Я никак не мог убедить этого тупоголового прохвоста в том, что свой диагноз немецкий врач поставил два месяца тому назад и что с тех пор этот рабочий мог заболеть. Я, конечно, и не пытался высказать такой неблагонадёжной мысли, как та, что немецкий врач мог ошибиться и просмотреть имеющееся у больного заболевание. Нет. Подобная мысль показалась бы этому остолопу подрывающей авторитет власти, и он, конечно, поспешил бы уведомить директора фабрики о том, что, мол, русский врач пытается дискредитировать авторитет немецких врачей. Как бы то ни было, а больной с язвой желудка, признанный здоровым немецким врачом, считался симулянтом и так же, как и Лобаш, жестоко избивался полицейским.
Что касается Лобаша, то я в течение восьми дней освобождал его о работы на фабрике, а затем поговорил с ним «по душам» и заявил ему, что я больше не могу держать его в лагере и принуждён выписать его на работу. На следующий день он вернулся на фабрику и работал. Я ему прямо сказал:
— Имейте в виду, что если вы не попытаетесь работать, вам тут замучают. Я всей душой вам сочувствую, но ничем вам помочь не могу.
Я уверен в том, что Лобаш был симулянтом. Наличие подобных субъектов в коллективе, где находилось так много не мнимых, а истинных больных, крайне затрудняло моё положение.
Чтобы вернуться к вопросу о физических методах воздействия, должен отметить, что помимо случайных экзекуций в виде мордобития и зуботычин, бывали случаи преднамеренного избиения. Один раз мне пришлось наблюдать применение подобных воспитательных приёмов.

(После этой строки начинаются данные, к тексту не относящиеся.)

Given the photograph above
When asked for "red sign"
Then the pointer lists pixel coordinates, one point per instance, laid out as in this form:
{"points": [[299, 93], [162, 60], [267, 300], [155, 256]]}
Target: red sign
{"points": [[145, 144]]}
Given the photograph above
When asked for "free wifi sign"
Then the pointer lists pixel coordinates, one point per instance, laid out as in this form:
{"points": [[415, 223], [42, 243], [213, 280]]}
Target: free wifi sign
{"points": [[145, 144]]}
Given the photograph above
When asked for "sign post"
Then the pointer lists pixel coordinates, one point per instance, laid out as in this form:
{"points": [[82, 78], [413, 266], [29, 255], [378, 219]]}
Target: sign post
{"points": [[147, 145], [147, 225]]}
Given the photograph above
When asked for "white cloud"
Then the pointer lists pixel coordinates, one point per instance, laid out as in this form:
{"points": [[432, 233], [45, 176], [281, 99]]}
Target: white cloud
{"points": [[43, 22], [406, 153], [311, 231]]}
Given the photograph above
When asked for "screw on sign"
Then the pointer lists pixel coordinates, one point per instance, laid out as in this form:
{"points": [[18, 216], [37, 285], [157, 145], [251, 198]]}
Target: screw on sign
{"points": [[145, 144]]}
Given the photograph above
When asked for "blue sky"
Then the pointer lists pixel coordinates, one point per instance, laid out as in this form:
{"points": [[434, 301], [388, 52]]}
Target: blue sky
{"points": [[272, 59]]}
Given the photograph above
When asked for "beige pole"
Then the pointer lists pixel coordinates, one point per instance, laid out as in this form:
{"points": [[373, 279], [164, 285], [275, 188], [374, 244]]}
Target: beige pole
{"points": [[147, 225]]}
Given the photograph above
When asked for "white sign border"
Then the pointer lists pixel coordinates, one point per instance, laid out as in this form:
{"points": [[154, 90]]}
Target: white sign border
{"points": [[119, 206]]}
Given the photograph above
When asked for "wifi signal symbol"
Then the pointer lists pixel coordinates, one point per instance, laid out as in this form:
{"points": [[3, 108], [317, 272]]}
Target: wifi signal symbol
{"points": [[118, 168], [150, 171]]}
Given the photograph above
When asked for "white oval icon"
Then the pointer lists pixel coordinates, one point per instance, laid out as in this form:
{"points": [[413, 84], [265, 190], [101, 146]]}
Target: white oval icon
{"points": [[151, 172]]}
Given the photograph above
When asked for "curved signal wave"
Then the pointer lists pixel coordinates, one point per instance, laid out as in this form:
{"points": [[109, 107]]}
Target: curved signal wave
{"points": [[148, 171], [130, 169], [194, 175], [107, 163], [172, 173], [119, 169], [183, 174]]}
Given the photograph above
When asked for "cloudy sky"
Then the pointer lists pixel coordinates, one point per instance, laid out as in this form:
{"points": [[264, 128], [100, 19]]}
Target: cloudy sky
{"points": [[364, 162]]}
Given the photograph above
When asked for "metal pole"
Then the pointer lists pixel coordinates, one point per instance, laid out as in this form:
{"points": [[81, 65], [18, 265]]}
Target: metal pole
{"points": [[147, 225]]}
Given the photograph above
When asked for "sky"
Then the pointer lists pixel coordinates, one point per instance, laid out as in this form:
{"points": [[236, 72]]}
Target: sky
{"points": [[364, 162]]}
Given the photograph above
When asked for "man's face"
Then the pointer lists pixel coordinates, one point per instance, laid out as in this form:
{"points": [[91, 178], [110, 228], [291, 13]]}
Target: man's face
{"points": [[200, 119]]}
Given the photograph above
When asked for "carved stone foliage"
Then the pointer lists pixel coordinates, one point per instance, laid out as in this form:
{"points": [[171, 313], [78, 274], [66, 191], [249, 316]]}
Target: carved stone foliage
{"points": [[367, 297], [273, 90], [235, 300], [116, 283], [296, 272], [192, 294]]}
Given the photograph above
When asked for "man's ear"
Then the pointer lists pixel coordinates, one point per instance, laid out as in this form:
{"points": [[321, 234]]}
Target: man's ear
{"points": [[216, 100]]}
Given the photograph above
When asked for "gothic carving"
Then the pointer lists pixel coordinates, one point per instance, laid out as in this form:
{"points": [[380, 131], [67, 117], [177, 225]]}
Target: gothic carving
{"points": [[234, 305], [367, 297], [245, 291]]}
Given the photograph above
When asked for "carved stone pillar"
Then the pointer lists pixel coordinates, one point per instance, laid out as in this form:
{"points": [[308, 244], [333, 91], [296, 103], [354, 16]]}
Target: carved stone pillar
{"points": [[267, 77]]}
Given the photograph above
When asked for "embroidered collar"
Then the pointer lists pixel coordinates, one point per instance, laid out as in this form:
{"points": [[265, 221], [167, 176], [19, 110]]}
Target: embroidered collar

Это было на следующий день после смерти больного, у которого во время агонии три рабочих пытались своровать вещи. Тех двух субъек-тов, которые не отрицали своей вины, наказали тем, что их лишили обеда. Что касается третьего, заявившего, что он не принимал участия в грабеже, немцы считали наиболее виновным. Краденых вещей у него не было найдено, но остальные двое утверждали, что он участвовал в дележе. Немцы решили заставить его «сознаться» и с этой целью применили испытанный, средневековый метод дознания, а именно избиение.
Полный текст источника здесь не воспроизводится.